Mophead: How Your Difference Makes a Difference
- First edition
- Author: Selina Tusitala Marsh
- Illustrator: Selina Tusitala Marsh
- Language: English
- Genre: Children's book, Biography, Graphic novel
- Publisher: Auckland University Press
- Publication date: 17 October 2019
- Publication place: New Zealand
- ISBN: 9781869408985
- Followed by: Mophead Tu: The Queen's Poem

= Mophead =

2019 graphic memoir by Selina Marsh

Mophead: How Your Difference Makes a Difference is a memoir in graphic novel form, written and illustrated by the poet and academic Selina Tusitala Marsh. It is published by Auckland University Press. On 12 November 2020 Mophead Tu: The Queen's Poem was published.
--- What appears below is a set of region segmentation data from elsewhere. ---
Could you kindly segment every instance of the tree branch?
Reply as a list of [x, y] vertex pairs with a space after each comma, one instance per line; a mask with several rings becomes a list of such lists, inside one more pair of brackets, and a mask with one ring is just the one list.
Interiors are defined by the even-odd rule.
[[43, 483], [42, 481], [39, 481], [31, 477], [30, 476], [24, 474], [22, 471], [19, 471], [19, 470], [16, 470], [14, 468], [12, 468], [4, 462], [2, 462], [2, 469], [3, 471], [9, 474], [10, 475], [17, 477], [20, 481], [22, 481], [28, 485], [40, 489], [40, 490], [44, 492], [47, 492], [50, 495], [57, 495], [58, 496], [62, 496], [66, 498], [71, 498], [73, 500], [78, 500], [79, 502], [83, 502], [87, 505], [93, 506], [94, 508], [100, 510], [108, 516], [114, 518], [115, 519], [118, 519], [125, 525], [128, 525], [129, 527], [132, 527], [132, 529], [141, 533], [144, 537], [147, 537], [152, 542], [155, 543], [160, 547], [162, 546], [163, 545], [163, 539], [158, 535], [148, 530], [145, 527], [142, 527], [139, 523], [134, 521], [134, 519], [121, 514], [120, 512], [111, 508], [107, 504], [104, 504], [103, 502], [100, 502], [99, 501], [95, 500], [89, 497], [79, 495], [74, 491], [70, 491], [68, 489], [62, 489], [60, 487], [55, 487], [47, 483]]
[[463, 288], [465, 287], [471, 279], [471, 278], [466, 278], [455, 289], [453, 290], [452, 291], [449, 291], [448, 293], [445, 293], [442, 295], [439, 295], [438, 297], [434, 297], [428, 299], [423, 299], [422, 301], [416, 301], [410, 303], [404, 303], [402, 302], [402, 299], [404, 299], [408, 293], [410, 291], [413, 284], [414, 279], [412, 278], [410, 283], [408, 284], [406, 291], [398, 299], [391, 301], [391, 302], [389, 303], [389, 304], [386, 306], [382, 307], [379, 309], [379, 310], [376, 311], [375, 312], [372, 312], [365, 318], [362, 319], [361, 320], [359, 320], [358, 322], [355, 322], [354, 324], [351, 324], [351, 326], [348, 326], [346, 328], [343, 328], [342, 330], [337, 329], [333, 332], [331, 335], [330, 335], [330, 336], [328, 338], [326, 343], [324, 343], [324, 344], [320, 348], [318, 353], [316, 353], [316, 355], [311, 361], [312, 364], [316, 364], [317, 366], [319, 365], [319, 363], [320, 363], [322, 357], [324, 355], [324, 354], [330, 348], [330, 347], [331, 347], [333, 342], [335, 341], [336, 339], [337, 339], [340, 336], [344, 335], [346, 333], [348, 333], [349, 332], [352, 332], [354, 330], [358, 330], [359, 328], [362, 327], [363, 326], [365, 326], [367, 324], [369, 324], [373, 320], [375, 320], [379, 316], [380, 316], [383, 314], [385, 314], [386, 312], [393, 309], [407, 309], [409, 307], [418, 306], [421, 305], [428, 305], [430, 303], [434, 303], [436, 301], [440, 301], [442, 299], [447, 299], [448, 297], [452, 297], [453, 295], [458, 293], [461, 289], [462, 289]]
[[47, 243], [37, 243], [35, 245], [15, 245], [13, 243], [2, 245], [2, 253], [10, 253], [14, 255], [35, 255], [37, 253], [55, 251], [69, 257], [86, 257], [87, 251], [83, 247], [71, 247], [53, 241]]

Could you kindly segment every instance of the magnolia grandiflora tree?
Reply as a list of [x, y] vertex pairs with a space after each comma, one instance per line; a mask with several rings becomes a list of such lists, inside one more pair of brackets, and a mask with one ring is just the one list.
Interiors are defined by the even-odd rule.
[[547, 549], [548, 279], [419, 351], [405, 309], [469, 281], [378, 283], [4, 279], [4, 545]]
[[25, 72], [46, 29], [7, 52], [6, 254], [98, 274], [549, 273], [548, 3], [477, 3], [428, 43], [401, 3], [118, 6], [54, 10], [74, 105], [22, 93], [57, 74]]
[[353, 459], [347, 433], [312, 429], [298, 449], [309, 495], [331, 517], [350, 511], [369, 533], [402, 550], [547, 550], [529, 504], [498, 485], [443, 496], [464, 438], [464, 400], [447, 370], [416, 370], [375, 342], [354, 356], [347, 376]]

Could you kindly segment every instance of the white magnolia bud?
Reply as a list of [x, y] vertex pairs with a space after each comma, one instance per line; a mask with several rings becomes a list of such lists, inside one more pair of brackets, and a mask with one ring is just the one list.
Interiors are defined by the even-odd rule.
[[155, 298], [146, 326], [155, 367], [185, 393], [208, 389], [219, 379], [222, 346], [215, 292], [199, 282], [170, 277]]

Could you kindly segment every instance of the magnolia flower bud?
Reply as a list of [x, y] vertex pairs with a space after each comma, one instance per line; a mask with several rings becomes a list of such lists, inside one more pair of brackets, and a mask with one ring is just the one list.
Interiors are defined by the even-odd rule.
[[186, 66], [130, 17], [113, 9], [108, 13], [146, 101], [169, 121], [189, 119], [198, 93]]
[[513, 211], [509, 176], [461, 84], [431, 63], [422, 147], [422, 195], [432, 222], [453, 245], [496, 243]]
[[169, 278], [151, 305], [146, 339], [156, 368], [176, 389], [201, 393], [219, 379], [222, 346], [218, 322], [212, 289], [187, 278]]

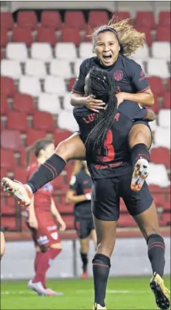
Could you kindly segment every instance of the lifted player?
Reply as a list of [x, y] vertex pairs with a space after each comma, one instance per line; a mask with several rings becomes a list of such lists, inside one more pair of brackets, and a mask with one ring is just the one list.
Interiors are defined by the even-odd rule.
[[[91, 210], [92, 179], [88, 169], [86, 161], [80, 161], [79, 171], [72, 172], [70, 183], [70, 190], [67, 193], [67, 200], [74, 203], [74, 228], [79, 238], [80, 254], [83, 262], [82, 278], [88, 273], [88, 253], [91, 238], [97, 247], [97, 236]], [[77, 163], [76, 163], [76, 165]]]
For the 2020 Pop Up Penguin art trail in Christchurch a Mophead penguin was made by artist Lisa Rudman.

== Awards ==
In August 2020 Mophead was the supreme winner at the New Zealand Book Awards for Children and Young Adults, and also won the Margaret Mahy Book of the Year and Elsie Locke Award for Non-fiction. In October 2020 Mophead won three awards at the Publishers Association of New Zealand Book Design Awards – the Gerard Reid Award for Best Book, Best children's book and the PANZ People’s Choice Award – recognising the design skills of Vida Kelly.